26.09.1977

Die Dritte Welt hat kein Interesse

Bundesaußenminister Hans-Dietrich Genscher holte sich einen Korb. Als der Vielbeschäftigte den SPD-Vorsitzenden Willy Brandt für Dienstag dieser Woche zum Abendessen in New York einlud, mußte der Ex-Kanzler absagen -- wegen "Terminschwierigkeiten".
Denn Brandt wird in der Uno-Hauptstadt in einer neuen internationalen Rolle aktiv: als Vorsitzender der von Weltbank-Präsident Robert McNamara angeregten "Unabhängigen Kommission für internationale Zusammenarbeit".
Die "Brandt-Kommission" (Weltbank-Jargon) will "den Entwicklungsprozeß in benachteiligten Weltgegenden voranbringen und einen Beitrag zur Errichtung einer gerechteren Weltwirtschaftsordnung leisten" -- so verspricht es der SPD-Vorsitzende in einem Prospekt, den er zu seinen Gesprächen in die USA mitnahm.
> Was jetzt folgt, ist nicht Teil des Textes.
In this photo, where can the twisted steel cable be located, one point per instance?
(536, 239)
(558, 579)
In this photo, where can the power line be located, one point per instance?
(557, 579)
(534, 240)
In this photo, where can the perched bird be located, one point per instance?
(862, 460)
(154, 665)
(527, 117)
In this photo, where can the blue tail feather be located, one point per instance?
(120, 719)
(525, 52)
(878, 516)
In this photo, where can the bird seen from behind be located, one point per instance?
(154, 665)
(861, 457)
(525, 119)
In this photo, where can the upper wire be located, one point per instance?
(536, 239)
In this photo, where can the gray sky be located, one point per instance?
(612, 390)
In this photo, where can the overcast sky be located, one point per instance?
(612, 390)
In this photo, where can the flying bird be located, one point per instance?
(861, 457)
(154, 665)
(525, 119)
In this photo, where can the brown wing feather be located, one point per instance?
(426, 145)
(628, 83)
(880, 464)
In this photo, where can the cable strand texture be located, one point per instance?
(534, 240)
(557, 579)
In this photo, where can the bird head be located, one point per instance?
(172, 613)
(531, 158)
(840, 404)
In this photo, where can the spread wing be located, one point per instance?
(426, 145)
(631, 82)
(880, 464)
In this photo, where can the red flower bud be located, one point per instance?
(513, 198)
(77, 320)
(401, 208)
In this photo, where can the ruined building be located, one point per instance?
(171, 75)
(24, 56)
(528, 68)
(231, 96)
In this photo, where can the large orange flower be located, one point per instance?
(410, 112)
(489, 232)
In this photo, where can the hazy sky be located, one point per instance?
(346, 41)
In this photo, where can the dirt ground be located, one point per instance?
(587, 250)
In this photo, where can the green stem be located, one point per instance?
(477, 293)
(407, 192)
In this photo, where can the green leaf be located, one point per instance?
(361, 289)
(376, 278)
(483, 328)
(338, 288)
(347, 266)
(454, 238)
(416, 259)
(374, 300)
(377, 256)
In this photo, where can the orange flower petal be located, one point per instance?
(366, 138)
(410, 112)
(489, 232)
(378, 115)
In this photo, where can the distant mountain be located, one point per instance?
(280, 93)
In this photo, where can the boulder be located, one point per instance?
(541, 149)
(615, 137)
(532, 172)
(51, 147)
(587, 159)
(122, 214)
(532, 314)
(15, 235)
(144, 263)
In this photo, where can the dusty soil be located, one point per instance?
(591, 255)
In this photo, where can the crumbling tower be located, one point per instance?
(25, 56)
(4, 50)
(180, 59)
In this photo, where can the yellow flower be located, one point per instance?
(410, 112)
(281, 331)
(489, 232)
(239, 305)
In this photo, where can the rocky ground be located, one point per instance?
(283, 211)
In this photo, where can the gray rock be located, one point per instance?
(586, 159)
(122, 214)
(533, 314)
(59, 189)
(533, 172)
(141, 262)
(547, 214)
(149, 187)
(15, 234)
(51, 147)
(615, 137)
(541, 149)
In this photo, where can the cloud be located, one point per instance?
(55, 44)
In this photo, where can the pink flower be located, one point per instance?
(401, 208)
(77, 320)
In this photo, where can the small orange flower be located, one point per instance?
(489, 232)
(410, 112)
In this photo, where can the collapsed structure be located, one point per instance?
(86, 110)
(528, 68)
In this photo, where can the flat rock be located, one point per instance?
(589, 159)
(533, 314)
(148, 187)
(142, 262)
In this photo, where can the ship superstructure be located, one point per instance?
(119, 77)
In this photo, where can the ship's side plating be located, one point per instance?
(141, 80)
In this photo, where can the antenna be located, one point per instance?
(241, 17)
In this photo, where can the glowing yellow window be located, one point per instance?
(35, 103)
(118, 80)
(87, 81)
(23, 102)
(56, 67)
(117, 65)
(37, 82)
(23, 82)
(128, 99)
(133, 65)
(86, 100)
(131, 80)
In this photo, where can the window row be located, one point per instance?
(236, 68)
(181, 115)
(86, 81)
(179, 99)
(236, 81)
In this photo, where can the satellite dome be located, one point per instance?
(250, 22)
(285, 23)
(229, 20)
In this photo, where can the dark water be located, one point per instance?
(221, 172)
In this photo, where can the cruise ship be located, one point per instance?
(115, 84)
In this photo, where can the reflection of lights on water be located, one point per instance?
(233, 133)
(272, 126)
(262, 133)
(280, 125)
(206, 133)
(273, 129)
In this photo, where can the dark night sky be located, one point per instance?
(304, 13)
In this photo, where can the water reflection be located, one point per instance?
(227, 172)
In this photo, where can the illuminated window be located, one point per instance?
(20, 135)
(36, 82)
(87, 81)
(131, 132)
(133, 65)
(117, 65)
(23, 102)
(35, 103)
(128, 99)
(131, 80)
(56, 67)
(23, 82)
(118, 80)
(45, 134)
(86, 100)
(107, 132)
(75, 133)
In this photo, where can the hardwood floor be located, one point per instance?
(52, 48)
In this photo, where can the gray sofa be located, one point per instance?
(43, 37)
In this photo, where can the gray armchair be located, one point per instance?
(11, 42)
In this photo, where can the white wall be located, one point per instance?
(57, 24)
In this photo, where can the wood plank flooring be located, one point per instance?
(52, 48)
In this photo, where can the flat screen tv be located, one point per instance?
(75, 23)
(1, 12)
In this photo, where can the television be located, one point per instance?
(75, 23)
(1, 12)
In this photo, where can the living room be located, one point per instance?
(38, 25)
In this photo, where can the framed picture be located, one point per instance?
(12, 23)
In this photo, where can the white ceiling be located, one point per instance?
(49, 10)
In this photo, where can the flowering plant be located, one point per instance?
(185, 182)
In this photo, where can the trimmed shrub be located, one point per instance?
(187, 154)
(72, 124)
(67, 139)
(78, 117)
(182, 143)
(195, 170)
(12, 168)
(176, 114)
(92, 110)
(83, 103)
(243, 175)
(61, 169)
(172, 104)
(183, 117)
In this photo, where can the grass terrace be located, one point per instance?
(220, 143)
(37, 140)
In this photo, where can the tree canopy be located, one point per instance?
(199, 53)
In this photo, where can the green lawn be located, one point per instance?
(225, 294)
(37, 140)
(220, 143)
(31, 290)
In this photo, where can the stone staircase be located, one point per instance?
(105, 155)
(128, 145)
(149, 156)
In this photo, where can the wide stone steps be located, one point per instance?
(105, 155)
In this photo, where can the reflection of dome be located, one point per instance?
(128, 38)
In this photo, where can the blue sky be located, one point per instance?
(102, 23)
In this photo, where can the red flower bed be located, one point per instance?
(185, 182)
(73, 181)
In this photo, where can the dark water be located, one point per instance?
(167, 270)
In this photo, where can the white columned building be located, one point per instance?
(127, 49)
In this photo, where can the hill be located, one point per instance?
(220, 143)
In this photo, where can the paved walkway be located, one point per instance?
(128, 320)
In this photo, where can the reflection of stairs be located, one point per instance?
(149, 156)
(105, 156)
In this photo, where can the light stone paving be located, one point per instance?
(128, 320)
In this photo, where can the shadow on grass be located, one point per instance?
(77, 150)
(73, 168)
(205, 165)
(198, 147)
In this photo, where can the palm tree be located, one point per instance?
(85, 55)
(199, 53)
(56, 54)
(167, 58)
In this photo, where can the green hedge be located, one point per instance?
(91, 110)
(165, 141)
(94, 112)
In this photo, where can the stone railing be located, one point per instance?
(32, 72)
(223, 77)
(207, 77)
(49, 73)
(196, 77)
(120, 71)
Brandt weiß auch schon, wie er den festgefahrenen Dialog zwischen Industrienationen und Entwicklungsländern wieder flottmachen will: Gesteuert von einem Stab internationaler Experten unter der Geschäftsführung des schwedischen Wirtschaftsprofessors Göran Ohlin, soll sich die Kommission, die sich voraussichtlich aus je sieben Vertretern der Industrie- und der Entwicklungsländer zusammensetzen wird, zu regelmäßigen Sitzungen in den verschiedensten Weltgegenden treffen. Die Eröffnungskonferenz hofft Brandt im Dezember in der Bundesrepublik abhalten zu können. Für die auf höchstens 18 Monate veranschlagte Tätigkeit des Brandtschen Nord-Süd-Braintrusts haben vor allem Stiftungen aus Holland, Kanada und einigen Nahost-Staaten drei Millionen Dollar bereitgestellt. Für die Bundesrepublik spendierte der noch unter Kanzler Brandt gegründete deutsche Marshall-Fonds 100 000 Dollar. Die Weltbank selber hingegen zahlt, um die ideelogische Unabhängigkeit der Kommission zu unterstreichen, keinen Pfennig.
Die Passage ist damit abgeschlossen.